Pick one workflow with clear success criteria
- Example: leave requests, password resets, travel pre-approvals
- Define success as: completion rate, time saved, error rate, user satisfaction
Integrate with identity and logging before adding capability
- If you can’t log actions end-to-end, you’re not ready for agents
Use “confirm then execute” as the default interaction
- Show the steps the agent will take
- Require explicit confirmation for submissions
Create a permissions ladder
- Read-only → draft actions → submit actions → limited approvals
Measure adoption like a product, not a mandate
- Weekly active users, repeat usage, workflow completion rate
- Training completion isn’t adoption; behavior is adoption

State’s experience—needing extensive training just to normalize use—should be taken as a warning and a roadmap.
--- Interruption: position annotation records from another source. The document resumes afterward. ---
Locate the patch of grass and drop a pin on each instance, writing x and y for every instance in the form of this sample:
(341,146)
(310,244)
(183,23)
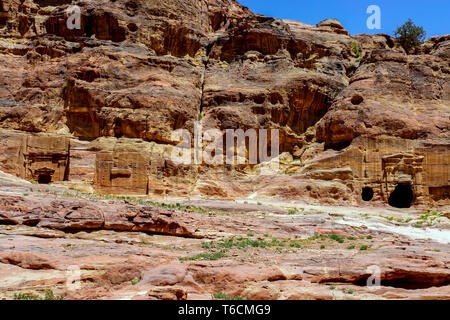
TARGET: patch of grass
(244,243)
(49,295)
(26,296)
(204,256)
(223,296)
(356,50)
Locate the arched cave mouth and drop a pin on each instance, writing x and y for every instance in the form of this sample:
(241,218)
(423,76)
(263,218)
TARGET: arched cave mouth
(402,196)
(44,179)
(367,194)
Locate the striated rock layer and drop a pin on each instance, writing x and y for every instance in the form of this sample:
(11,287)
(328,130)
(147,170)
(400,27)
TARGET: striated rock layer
(96,107)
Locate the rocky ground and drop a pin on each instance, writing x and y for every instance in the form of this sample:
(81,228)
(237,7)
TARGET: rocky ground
(133,248)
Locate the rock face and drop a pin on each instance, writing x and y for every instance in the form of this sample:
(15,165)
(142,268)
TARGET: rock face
(97,106)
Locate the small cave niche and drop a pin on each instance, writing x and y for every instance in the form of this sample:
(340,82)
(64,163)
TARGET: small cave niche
(402,196)
(367,194)
(44,179)
(357,99)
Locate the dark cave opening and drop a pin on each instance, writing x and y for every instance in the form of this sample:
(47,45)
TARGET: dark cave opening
(409,281)
(44,179)
(367,194)
(402,196)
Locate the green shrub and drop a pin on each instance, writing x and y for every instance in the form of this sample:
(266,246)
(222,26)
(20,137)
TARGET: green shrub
(336,238)
(409,36)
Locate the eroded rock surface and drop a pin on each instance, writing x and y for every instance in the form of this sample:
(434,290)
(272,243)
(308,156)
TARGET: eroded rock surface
(123,250)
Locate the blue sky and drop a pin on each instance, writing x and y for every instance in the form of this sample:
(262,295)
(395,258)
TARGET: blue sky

What the State Department’s approach signals for AI in government & public sector

The trend line is clear: AI is shifting from “chat” to “operations.” State’s CIO is describing the same transition many defense and national security organizations are now making: embedding AI into the fabric of day-to-day work, then carefully granting it the ability to act.

That’s the right order. Build trust with assistive use cases. Put governance and logging in place. Then move to agents.

If you’re leading AI adoption in a defense, intelligence, or public sector organization, the most practical next step is to audit your workflows and identify where an agent could safely reduce cycle time without introducing unacceptable risk.

If you could deploy one agent in the next 90 days—one that employees would actually use—what would it be, and what would you require to trust it?